Newsweek Edits 2015 Story on Army Rangers to Conform to New Attack on Tom Cotton

POLITICS & POLICY
Sen. Tom Cotton (R-AR) questions David Marcus, head of Facebook’s Calibra, during testimony before a Senate Banking, Housing and Urban Affairs Committee hearing on Capitol Hill, July 16, 2019. (Erin Scott/Reuters)

Over the weekend, Newsweek changed a 2015 article on two women widely hailed as America’s first female Army Rangers in order to conform to a new article at Salon that falsely claims Tom Cotton “repeatedly falsif[ied]” his military record by saying he was an Army Ranger.

Cotton attended the Ranger School, Salon reported on January 23, “but in the eyes of the military, that does not make” Cotton “an actual Army Ranger” because he didn’t serve in the 75th Ranger Regiment. But when Shaye Haver and Kristen Griest graduated from Ranger School in 2015, bipartisan congressional resolutions and many media outlets hailed the two women as the first female Army Rangers. Newsweek was one of those news outlets, but after Salon posted its article attacking Cotton, Newsweek went back and changed its 2015 article to strip the two women of that title: 

Newsweek reported in 2015 that for “the first time in the Army Ranger School’s 64-year history, two women have completed the intense training program and will become Rangers.” The same 2015 Newsweek story that said Haver and Griest “will become Rangers” acknowledged that “the 75th Ranger Regiment does not allow female Rangers.”
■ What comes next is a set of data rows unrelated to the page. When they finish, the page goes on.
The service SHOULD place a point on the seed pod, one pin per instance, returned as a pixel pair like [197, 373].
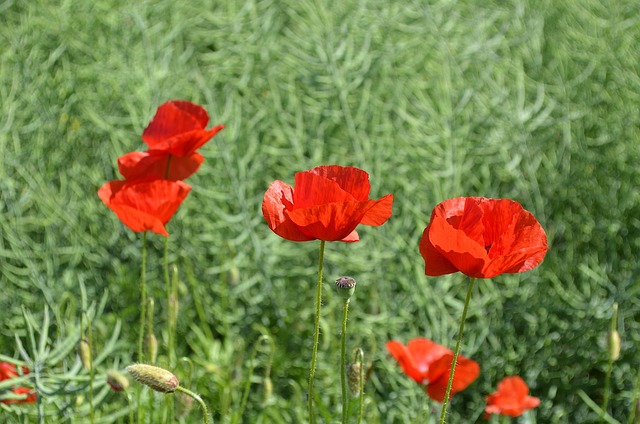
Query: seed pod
[353, 377]
[84, 351]
[614, 345]
[151, 347]
[117, 381]
[346, 286]
[157, 378]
Over the weekend, Newsweek picked up Salon’s story attacking Cotton under the headline: “Tom Cotton Blasted for Claims About Being an Army Ranger by Lawmaker Who Was One.”

Cotton’s communications director Caroline Tabler tells National Review that Cotton’s office contacted Newsweek this weekend to point out that Newsweek had identified the female Ranger school graduates as Army Rangers in 2015. Newsweek responded by editing its 2015 story to conform to Salon’s new smear of Cotton. The 2015 Newsweek story no longer says the two women “will become rangers” — the edited version says they “will be allowed to wear the coveted Ranger tab on their uniforms.” (The original Newsweek story can be viewed here.)

When Newsweek edited its 2015 story, it appended this correction: “This article has been changed to note that completion of the course allows one to wear the Ranger tab, but does not make one a Ranger.” Again, there are many military veterans who disagree with that contention:

Retired Command sergeant major Rick Merritt, who served in the 75th Ranger Regiment, told the Arkansas Times over the weekend that Salon’s attack on Cotton was “absurd,” “unfair,” and “almost slanderous.”

“He’s 100 percent a Ranger,” said Merritt. “He will always be a Ranger.”

“It’s a slap in the face for any veteran — any Ranger — to be attacked that way,” Merritt said in an interview with National Review on Monday evening. “It’s not a controversy. It’s a fact that he is a Ranger, just like I’m a Ranger. They’re just playing semantics on the unit in which he served as a Ranger.”

Merritt served for 25 of his 36 years in the Army with the 75th Ranger Regiment. “[Cotton] was a Ranger serving in the 101st Airborne Division. He never said that he was a Ranger serving in the 75th Ranger Regiment. Plenty of Rangers out there are serving in more units than the 75th Ranger Regiment,” says Merritt. “I served with plenty of Rangers in the 10th Mountain Division. My Ranger buddy was General Milley, who is now the chairman of the joint chiefs.” General Milley didn’t serve in the 75th Ranger Regiment, but an article at Army.Mil identifies him as an Army Ranger.

Other military officials also believe all Army Ranger school graduates are Army Rangers. Major general Scott Miller, commander of the Army for infantry and armor training and education, told Ranger school graduates in 2015: “You’ll leave Victory Pond today with a small piece of cloth on your shoulder, but more importantly, you carry the title of Ranger from here on out.”

In 2015, Secretary of the Army John McHugh told graduates of the Ranger school: “Congratulations to all of our new Rangers.” […]

There are surely some Americans who sincerely believe only those who served in the 75th Ranger Regiment should be called Army Rangers. But if several military officials, Obama’s secretary of the Army, every Democrat and Republican in the Senate, and dozens of news outlets — including Salon — thought it was appropriate to refer to all Ranger school graduates as Army Rangers the day before yesterday, then it’s hard to see Salon’s attack on Cotton as anything other than a disingenuous political smear.